Download or read book Every Catholic An Apostle written by William L. Portier and published by CUA Press. This book was released on 2017-11-17 with total page 576 pages. Available in PDF, EPUB and Kindle. Book excerpt: Born in Boston of immigrant parents, Thomas A. Judge, CM (1868-1933) preached up and down the east coast on the Vincentian mission band between 1903 and 1915. Disturbed by the “leakage” of the immigrant poor from the church, he enlisted and organized lay women he met on the missions to work for the “preservation of the faith,” his watchword. His work grew apace with, and in some ways anticipated, the growing body of papal teaching on the lay apostolate. When he became superior of the godforsaken Vincentian Alabama mission in 1915, he invited the lay apostles to come south to help. “This is the layman’s hour,” he wrote in 1919. By then, however, many of his lay apostles had evolved in the direction of vowed communal life. This pioneer of the lay apostle founded two religious communities, one of women and one of men. With the indispensable help of his co-founder, Mother Boniface Keasey, he spent the last decade of his life trying to gain canonical approval for these groups, organizing them, and helping them learn “to train the work-a-day man and woman into an apostle, to cause each to be alert to the interests of the Church, to be the Church.” The roaring twenties saw the work expanded beyond the Alabama missions as far as Puerto Rico, which Judge viewed as a gateway to Latin America.
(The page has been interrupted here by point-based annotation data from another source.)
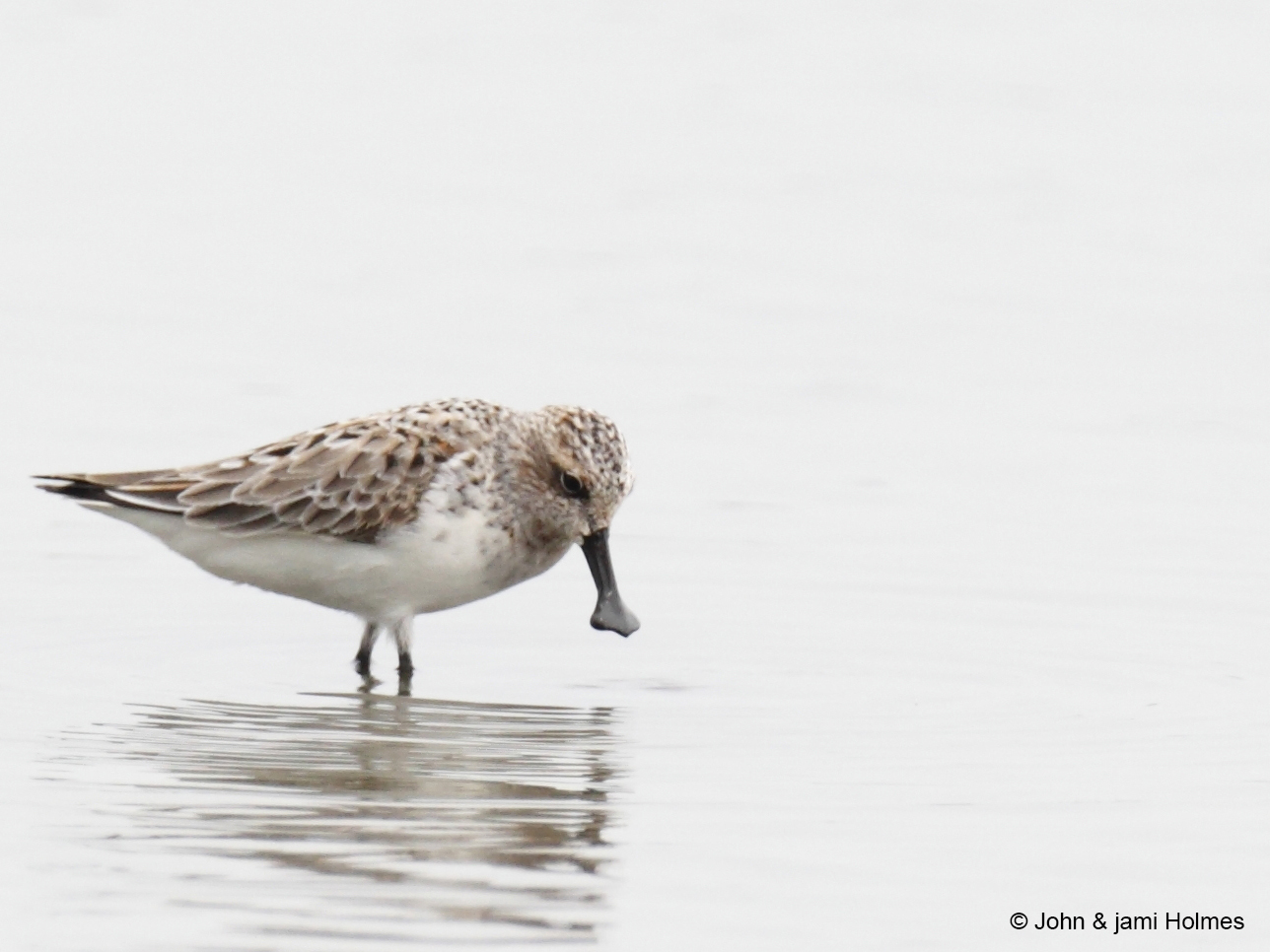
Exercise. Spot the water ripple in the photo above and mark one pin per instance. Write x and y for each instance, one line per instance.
(361, 818)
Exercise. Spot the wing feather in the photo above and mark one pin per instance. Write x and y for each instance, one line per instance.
(351, 480)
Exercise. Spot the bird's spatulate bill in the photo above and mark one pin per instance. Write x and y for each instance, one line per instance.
(609, 613)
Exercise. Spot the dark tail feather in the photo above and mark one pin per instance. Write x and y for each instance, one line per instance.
(75, 489)
(105, 489)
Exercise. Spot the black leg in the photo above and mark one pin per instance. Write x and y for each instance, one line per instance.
(401, 634)
(364, 652)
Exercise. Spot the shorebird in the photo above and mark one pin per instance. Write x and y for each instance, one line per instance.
(395, 514)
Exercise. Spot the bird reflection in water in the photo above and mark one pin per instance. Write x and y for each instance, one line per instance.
(426, 819)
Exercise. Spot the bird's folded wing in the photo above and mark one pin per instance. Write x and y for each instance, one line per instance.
(351, 480)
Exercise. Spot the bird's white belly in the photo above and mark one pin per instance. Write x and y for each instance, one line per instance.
(442, 560)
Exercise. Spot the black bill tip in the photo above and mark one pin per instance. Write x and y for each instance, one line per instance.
(609, 613)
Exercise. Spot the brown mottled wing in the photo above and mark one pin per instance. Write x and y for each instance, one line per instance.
(349, 480)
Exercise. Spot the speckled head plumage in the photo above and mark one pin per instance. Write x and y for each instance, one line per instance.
(588, 454)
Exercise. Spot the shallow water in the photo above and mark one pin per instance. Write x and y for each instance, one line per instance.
(354, 819)
(939, 339)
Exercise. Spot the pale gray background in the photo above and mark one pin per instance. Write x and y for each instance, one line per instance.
(939, 335)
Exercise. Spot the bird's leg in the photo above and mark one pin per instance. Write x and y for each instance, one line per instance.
(401, 634)
(364, 652)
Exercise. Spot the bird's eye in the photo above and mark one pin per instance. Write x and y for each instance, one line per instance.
(572, 486)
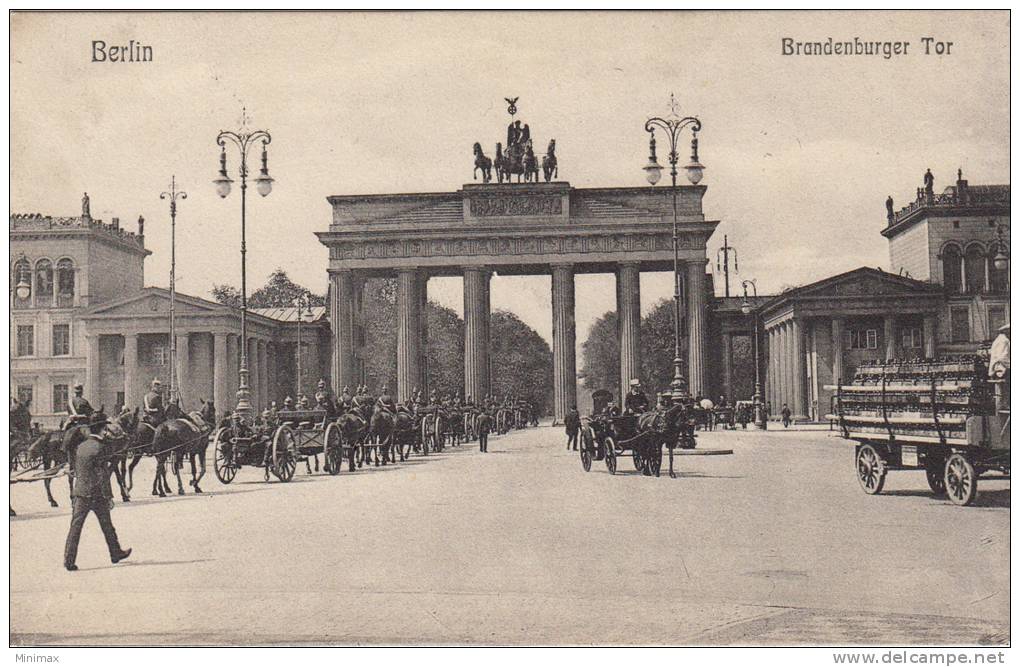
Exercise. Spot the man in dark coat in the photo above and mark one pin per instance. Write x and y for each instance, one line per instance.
(572, 423)
(483, 424)
(92, 494)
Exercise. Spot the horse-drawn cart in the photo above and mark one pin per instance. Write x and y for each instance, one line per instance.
(934, 415)
(239, 445)
(313, 433)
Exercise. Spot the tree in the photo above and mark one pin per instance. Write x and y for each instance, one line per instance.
(278, 292)
(601, 355)
(520, 361)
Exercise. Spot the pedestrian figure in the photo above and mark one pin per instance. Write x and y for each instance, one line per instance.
(92, 493)
(572, 423)
(483, 424)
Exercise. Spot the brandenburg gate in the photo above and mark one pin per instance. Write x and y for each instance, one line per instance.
(527, 228)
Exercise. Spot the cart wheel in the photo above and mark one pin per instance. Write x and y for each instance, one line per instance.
(285, 459)
(223, 456)
(870, 469)
(334, 445)
(961, 480)
(935, 472)
(585, 459)
(610, 455)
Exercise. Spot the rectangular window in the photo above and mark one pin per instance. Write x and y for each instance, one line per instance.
(960, 324)
(997, 317)
(59, 398)
(911, 338)
(61, 340)
(24, 394)
(160, 355)
(26, 341)
(862, 339)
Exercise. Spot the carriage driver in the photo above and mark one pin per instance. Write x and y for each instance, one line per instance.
(153, 405)
(636, 402)
(79, 409)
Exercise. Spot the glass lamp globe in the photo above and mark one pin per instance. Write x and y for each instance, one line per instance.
(695, 171)
(264, 184)
(222, 186)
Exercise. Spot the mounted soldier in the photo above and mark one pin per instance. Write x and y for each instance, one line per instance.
(152, 405)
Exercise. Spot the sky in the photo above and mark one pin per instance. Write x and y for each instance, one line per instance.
(801, 152)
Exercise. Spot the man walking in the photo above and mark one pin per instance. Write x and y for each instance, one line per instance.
(572, 423)
(483, 425)
(92, 494)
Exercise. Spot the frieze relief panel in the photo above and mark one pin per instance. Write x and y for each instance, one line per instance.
(509, 205)
(516, 246)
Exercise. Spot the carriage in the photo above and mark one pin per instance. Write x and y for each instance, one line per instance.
(944, 416)
(238, 445)
(608, 439)
(313, 433)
The Great Depression ended this expansive mood and time and put agonizing pressure on Judge, his disciples, and their work. In 1932, the year before Judge’s death, the apostolic delegate, upon being appraised of Judge’s financial straits, described his work as “the only organized movement of its kind in the Church today that so completely meets the wishes of the Holy Father with reference to the Lay Apostolate.”